Local beauty: yoga teacher Constanza Causa

Every Sunday evening(all going to plan) you’ll find me on the mat at The Centre, taking part in one of yoga teacher Constanza Causa’s Sunday Bliss classes.
The perfect way to seal the week and prepare for another, it is an absolute joy and she a living treasure. The Chilean-born instructor’s lilting voice takes the pain away during more challenging poses, whilst her beautiful tales and anecdotes to accompany the more restorative series of moves lull you into the perfect Sunday evening vibe. To say the classes come highly recommended would be an understatement, and I fear I’ve just given away my best kept secret!
When we meet on a Monday to talk about life, yoga and the universe, it’s the day of the Great Auckland Hailstorm, and we are hunkered down in Wilder & Hunt sheltering from the weather bomb. As always, Connie is calm, collected and cool as a cucumber, relishing an afternoon watching a movie with her three-year-old daughter, Luna.
She begins by telling me that as well as her classes at The Centre she teaches aerial yoga at a studio in Ponsonby (which I have since tried and am hooked on) and hot yoga in Britomart, and she is a qualified Bikram yoga instructor. She says she began with Kundalini practice when she was really young, “followed by Astanga before my sister forced me to go to a Bikram class. I thought I wouldn’t like it but I absolutely loved it, really, really loved it!” She says that the first thing that hooked her on the style was “the simplicity, and the fact that it works. Whatever is your reason for being at that yoga class, it works. My sister was right – she is my inspiration still today.” She was then sponsored to do her teacher training, and then moved into the aerial yoga arena, “which I then started teaching at festivals. It is so much fun…” I make a mental note to try it myself, despite a fear of being turned upside down and instability in general. “That is why you need it,” she says with a laugh, “we go easy on you!”
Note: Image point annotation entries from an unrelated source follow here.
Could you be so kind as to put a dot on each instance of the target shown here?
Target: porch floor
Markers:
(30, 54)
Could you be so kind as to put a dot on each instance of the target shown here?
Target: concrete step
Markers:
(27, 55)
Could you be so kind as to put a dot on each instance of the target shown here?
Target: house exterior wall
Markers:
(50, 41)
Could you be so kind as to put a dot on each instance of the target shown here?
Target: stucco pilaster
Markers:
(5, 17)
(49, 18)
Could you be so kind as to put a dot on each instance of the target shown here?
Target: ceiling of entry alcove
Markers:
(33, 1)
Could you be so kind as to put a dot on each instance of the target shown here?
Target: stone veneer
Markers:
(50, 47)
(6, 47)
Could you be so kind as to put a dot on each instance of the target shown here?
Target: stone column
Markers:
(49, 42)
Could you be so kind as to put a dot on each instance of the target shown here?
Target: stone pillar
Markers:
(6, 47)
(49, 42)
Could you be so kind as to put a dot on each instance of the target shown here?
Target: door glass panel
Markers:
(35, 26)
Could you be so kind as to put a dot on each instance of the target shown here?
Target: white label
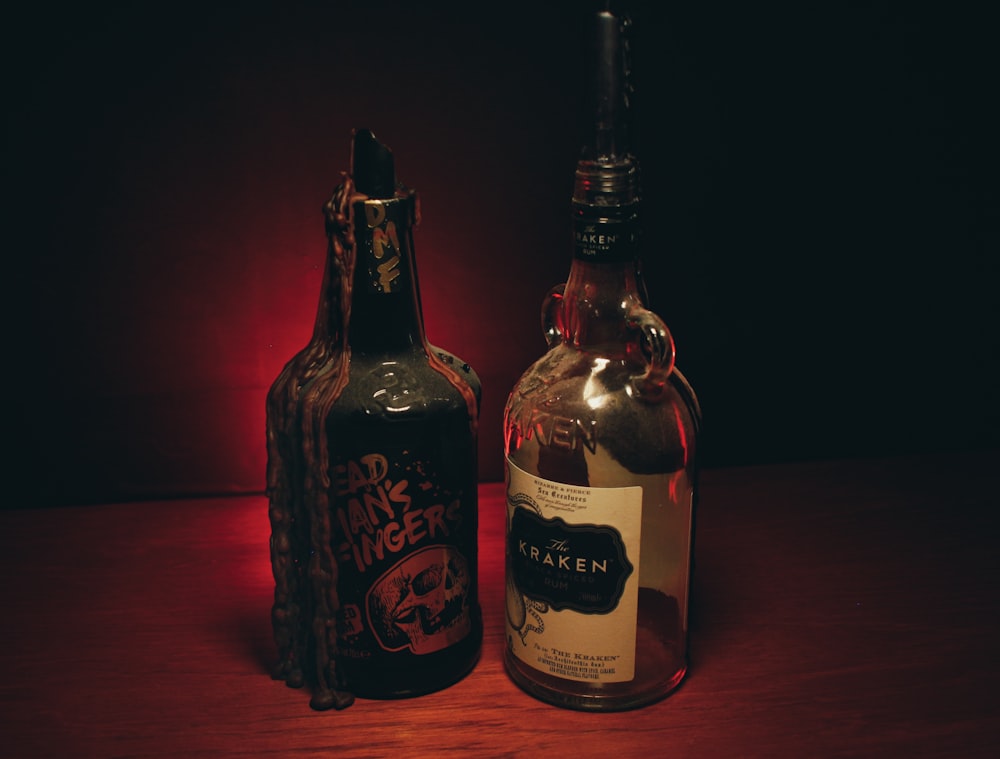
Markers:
(573, 577)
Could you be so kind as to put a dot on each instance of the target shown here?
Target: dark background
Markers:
(821, 214)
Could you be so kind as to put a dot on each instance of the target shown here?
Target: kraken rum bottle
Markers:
(600, 438)
(372, 469)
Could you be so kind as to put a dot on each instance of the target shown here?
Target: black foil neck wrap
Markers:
(607, 174)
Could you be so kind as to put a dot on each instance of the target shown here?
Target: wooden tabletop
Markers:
(839, 609)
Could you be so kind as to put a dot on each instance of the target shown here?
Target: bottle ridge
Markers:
(372, 469)
(600, 437)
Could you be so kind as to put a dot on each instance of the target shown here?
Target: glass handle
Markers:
(657, 346)
(551, 308)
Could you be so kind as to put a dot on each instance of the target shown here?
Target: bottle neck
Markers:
(603, 289)
(385, 312)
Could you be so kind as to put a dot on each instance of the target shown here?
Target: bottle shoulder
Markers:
(571, 404)
(404, 386)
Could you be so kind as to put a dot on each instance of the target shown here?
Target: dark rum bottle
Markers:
(600, 438)
(374, 487)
The most recent training she undertook was in Bali, and involved studying the art of sequencing. “It was all about how to create a sequence with your teaching practice, and move from a hatha style to a viniyasa, or perhaps a more restorative style,” she explains. This directly informed her Sunday Bliss class, “but I still allow it to be a little spontaneous as well because it is sometimes full of people all at different levels of fitness. I have a sequence in mind but then I tailor it a little as well, it was a co-creation with (The Centre founder) Rebecca, and it was always designed to be very flexible and go with the flow.”
She says that the pair wanted to create a Sunday late afternoon practice that was still based around energy, as opposed to “just coming in and saying ‘it’s Sunday, I am done with this week’!” says Connie. “I wanted to give people energy for what is coming next, like a transition that helps raise their energy levels and then gives them some restorative practice at the end. It will keep evolving, I am sure.”
As a person she is also constantly evolving as well, arriving in New Zealand originally in the role of a canyoning instructor. “I was sponsored to stay here by a canyoning company in the Waitakeres and I love it, but now yoga is my path,” she explains. When I say that the two professions seem quite opposed she says no, “they are actually very similar. When you are working with people canyoning for the first time you are telling them physically what to do but also to think about mentally the best space they could be in. Both can be physically challenging but you give people the technique to be safe and then remind them to breathe and consider the quality of thoughts they might have… they really are very similar.”
She teaches private and group classes, and says that most of all people seem to come to yoga seeking some peace of mind, as well as space for themselves. One of her favourite statements is “I don’t get what I want from a class, I get what I need”, and she describes yoga as “like a magical recipe, it has given me abundance. It keeps me grounded and connected. If I’m injured, it gives me healing. If I’m confused, it gives me clarity. I surrender to the class because I know it will give me what I need.” She says that witnessing the growth of yoga within the New Zealand community has been incredibly invigorating, “especially when I see people who have had a busy, crazy day maybe and instead of just going home they are saying ‘I just want to be on my mat…’” She loves the fact that Kiwis are up for practising all styles of yoga as well, “and I think they all great as they each give you something different. I am pro all kinds of yoga and won’t say one is any better than any other, and I think a lot of other practitioners in New Zealand support variety too.”
She asserts that with yoga, you become more aware of what your body wants. “Sometimes your body wants water when your mind wants coffee. The body always talks, and with yoga we can listen to it.”